Her group’s research programme has had a considerable impact on the research agenda and policy for the diagnosis, treatment and prevention of TB in children, at a national and global level. Specific areas of impact include developing new treatment strategies for the prevention and treatment of TB, including drug-resistant TB, in children. 

Prof Soraya Seedat

Seedat is the Executive Head of the Department of Psychiatry and Co-Director of the Unit and Director of the MRC’s Post-traumatic Stress Disorder Unit. She has a particular interest in post-traumatic stress disorder in children and adolescents and holds the SARChI Chair in Post-traumatic Stress Disorder.

Her research is focused on anxiety disorders and post-traumatic stress disorder more specifically. She manages a variety of research projects in different populations with anxiety disorders and with life threatening trauma exposure, including. children and adolescents; HIV-infected individuals; individuals exposed to early childhood adversity; and those with alcohol use problems. She also collaborates on research projects with researchers from Africa, USA and Europe.

During her career, Seedat has received numerous awards, local and international, for her excellent research and contributions towards her field, amongst others a Women in Sciences award; a World Federation of the Society of Biological Psychiatry-fellowship; a Lundbeck Institute fellowship in Psychiatry; a Medical Research Council mid-career award; a research fellowship from the University of California; an Anxiety Disorders Association of America career development travel award; and the Humboldt research award.

Professor Gerhard Walzl

Walzl’s research has focused on the use of host biosignatures to determine the risk for developing TB, to indicate the presence of active disease and to predict treatment outcome. He is a specialist researcher in the Division of Molecular Biology and Human Genetics at the FMHS.

Walzl founded the SU’s Immunology Group 12 years ago and today still leads this dynamic and dedicated team of researchers. Their laboratory was one of the first academic, non-service labs to receive ISO15189 accreditation from the South African National Accreditation System.

The next phase of their research will be to look at whether these biomarkers can be applied on a clinical level to stratify patients into appropriate treatment arms, thereby reducing treatment time in the majority of patients, while identifying those who need longer treatment regimens or intensified follow-up due to their high risk for poor outcomes.

Professor Rob Warren

Warren is a chief specialist scientist in the MRC and a core member of the DST/NRF Centre of Excellence for Biomedical Tuberculosis Research and the Division of Molecular Biology and Human Genetics at the FMHS.

His research focuses on understanding the dynamics of both drug susceptible and drug resistant TB in South Africa using various molecular epidemiological tools.

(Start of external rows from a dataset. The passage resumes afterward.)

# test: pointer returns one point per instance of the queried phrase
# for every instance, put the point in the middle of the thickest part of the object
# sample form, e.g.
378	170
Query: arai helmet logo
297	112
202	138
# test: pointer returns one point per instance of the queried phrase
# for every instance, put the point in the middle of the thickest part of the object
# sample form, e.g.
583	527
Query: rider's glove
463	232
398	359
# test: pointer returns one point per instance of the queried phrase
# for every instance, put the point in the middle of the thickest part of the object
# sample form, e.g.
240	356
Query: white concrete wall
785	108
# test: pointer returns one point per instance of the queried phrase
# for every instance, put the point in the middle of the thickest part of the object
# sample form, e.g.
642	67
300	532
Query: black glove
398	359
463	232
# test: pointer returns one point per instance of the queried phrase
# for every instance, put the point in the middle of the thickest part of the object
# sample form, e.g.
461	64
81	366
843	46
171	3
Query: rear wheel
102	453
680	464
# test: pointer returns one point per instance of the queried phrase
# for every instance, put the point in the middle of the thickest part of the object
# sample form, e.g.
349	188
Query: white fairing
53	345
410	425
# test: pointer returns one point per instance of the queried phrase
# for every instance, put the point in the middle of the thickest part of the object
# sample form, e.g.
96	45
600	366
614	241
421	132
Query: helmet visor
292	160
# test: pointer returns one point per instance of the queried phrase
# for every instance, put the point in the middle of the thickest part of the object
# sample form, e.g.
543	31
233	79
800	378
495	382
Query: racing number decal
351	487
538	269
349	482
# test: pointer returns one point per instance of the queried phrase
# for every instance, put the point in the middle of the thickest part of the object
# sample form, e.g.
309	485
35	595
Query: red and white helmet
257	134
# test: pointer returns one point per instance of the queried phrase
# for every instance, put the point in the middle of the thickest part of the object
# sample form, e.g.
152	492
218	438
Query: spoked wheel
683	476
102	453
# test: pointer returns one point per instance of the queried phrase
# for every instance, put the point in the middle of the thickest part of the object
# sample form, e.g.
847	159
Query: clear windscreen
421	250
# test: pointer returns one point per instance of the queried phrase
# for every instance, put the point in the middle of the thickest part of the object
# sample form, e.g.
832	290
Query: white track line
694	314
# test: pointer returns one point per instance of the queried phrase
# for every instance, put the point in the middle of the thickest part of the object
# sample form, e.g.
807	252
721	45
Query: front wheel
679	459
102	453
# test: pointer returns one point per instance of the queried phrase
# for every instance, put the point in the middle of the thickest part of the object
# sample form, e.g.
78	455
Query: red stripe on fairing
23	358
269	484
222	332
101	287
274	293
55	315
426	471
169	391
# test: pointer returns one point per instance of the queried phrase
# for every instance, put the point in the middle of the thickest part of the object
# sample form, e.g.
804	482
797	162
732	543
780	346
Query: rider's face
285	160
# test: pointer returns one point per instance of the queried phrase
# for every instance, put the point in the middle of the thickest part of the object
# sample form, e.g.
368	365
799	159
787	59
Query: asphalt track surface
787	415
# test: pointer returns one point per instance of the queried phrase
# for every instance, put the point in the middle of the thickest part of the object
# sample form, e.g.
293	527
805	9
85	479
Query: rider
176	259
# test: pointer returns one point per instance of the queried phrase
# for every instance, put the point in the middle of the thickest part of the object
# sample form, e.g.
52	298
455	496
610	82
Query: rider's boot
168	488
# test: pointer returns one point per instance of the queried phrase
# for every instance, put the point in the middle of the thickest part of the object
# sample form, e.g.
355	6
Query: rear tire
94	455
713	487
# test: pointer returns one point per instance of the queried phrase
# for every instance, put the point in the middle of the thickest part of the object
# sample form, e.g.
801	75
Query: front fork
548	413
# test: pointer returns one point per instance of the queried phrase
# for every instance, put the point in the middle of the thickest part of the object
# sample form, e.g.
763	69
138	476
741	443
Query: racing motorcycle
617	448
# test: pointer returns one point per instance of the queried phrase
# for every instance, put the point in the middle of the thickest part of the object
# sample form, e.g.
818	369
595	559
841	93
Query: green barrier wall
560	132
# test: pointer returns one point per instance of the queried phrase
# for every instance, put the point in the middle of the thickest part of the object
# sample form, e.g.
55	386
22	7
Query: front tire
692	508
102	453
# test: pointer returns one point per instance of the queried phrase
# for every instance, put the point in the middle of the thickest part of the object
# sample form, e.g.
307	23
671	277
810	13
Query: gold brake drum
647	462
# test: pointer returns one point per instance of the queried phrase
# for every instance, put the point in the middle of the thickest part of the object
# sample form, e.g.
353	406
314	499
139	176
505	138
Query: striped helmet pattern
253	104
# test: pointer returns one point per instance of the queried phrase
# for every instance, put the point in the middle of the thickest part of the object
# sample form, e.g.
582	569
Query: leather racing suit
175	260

Highlights in his career include research that demonstrated that there are thousands of different strains of TB in circulation within the South African epidemic and that patients can harbour multiple strains. Other work showed that knowledge of mutations conferring resistance can guide treatment, and his analysis of the genetic basis of drug resistance was used to determine the epidemiology of extensively drug resistant TB in South Africa and also showed the emergence of totally drug resistant TB (resistant to at least 11 drugs).

Warren’s current research focuses on the development of novel diagnostics and understanding pathogenicity using omics technologies.